Standalone laws schools “are more susceptible to credit deterioration than law schools that are nested within comprehensive universities,” S&P, a division of McGraw-Hill Financial Inc. (MHFI:US), said in the report released yesterday.
Credit quality will probably diverge between the most and least selective schools as the weak job market since 2009 depresses enrollment nationwide, the ratings firm said. It identified five accredited law schools that are independent of larger universities: Albany Law School, Brooklyn Law School, New York Law School, Thomas Jefferson School of Law (78527MF:US) and Thomas M. Cooley Law School.
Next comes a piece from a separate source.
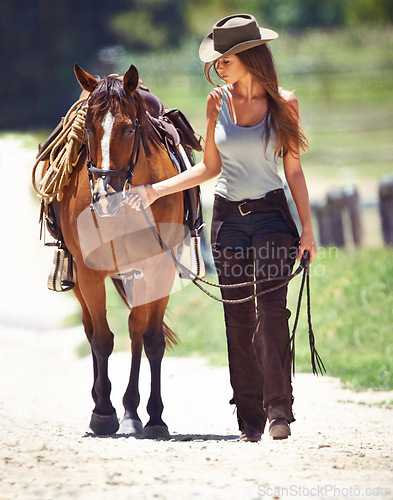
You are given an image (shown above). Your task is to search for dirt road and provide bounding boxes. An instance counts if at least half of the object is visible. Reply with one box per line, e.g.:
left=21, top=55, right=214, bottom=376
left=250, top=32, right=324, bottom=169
left=0, top=140, right=393, bottom=500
“Independent law schools have a unique situation,” Anthony Crowell, the dean of New York Law School for the past 18 months, said in a phone interview today. He said steps his school is taking, such as an operational review and a strategic plan focusing on academics, “are validated by this report.”
Law schools other than the five independents typically are incorporated into larger universities, so their finances can’t be analyzed for the purposes of credit markets, S&P lead analyst Robert Dobbins said. S&P began working on the report because law schools historically contributed to universities’ financial health, he said.
“Law schools became more of a topic because of the weakness in demand,” he said. “Profitability was no longer at historic levels and we thought it was important to speak to this.”
Brooklyn Law, New York Law, Thomas Cooley and Thomas Jefferson have negative outlooks, S&P said. Albany, with a BBB rating, was listed as stable.
David Singer, an Albany spokesman, declined to comment on the report. Representatives of Thomas Jefferson and Thomas Cooley didn’t respond to e-mails seeking comment.
“There isn’t a law school in the country that isn’t taking a hard look at the new world of law,” Nicholas Allard, Brooklyn Law’s dean, said in a phone interview today.
Brooklyn Law School is “in a sound position,” he said. “We’ve cut costs and have monetized some real estate assets that we don’t need.”